There are many examples of AI systems not doing what we thought they were doing, such as, X-Ray analysers that detected the frequency of pneumonia at the hospital the images came from, rather than whether a patient actually had pneumonia or not. The trouble with AI is that, while it is exceptionally good at detecting patterns, it is not necessarily detecting the patterns we want it to, and it’s frequently impossible to know what it’s really doing.

There is a sad almost-joke that any new tech will be used for stalking within a month of deployment, (for example, bag tracking tags like the Apple Airtag, or running apps like Strava) and while individual harms can be terrifying, AI and Data Science have the potential to magnify the harms to cause significant society-wide trauma to entire categories of people, without any form of oversight or transparency.

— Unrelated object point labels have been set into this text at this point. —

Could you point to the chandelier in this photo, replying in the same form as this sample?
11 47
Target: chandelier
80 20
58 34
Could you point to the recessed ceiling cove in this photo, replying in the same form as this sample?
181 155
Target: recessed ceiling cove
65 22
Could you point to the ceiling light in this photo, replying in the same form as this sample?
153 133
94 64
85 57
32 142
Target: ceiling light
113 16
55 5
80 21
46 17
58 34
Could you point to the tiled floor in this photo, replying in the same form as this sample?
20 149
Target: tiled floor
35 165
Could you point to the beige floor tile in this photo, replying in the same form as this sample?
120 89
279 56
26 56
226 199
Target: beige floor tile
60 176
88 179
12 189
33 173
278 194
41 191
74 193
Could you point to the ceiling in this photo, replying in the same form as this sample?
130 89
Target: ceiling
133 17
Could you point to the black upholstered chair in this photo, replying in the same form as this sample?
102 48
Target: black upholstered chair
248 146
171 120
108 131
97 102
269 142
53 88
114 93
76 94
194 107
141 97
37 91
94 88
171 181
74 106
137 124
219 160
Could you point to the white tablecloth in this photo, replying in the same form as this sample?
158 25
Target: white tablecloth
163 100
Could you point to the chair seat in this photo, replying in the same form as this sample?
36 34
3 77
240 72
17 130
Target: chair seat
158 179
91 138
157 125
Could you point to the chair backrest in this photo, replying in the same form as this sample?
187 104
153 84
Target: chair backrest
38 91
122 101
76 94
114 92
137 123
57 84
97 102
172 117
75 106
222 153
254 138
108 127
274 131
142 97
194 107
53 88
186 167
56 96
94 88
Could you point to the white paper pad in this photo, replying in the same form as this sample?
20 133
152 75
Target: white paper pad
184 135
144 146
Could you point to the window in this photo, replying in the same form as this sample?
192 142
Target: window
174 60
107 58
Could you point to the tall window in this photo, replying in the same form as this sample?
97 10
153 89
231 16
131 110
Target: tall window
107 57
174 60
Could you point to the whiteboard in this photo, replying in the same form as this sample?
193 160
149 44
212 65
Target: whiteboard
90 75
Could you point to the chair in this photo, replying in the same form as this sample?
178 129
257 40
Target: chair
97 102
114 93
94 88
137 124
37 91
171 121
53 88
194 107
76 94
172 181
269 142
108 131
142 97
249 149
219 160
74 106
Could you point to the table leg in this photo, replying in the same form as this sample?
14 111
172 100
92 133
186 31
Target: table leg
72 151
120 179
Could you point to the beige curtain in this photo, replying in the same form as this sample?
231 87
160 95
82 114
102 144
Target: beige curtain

Rather than dealing with the harms caused by new technology if/when they are identified, what if we routinely examined our solutions for potential harms?

The surprisingly radical part of the evaluation phase of ADSEI projects is that we assume there are harms. Students get marks for identifying the problems with their solutions, rather than getting the highest score for producing a perfect, textbook answer. Real world problems don’t have perfect, textbook answers. Real world solutions have downsides as well as upsides. And complex, multifaceted problems such as those we are trying to tackle with AI and Data Science are going to need complex, multifaceted, and carefully tested solutions.

Which is why we need to be training our kids – and ourselves! – to routinely examine our work and figure out who it helps, who it harms, and how we can improve it.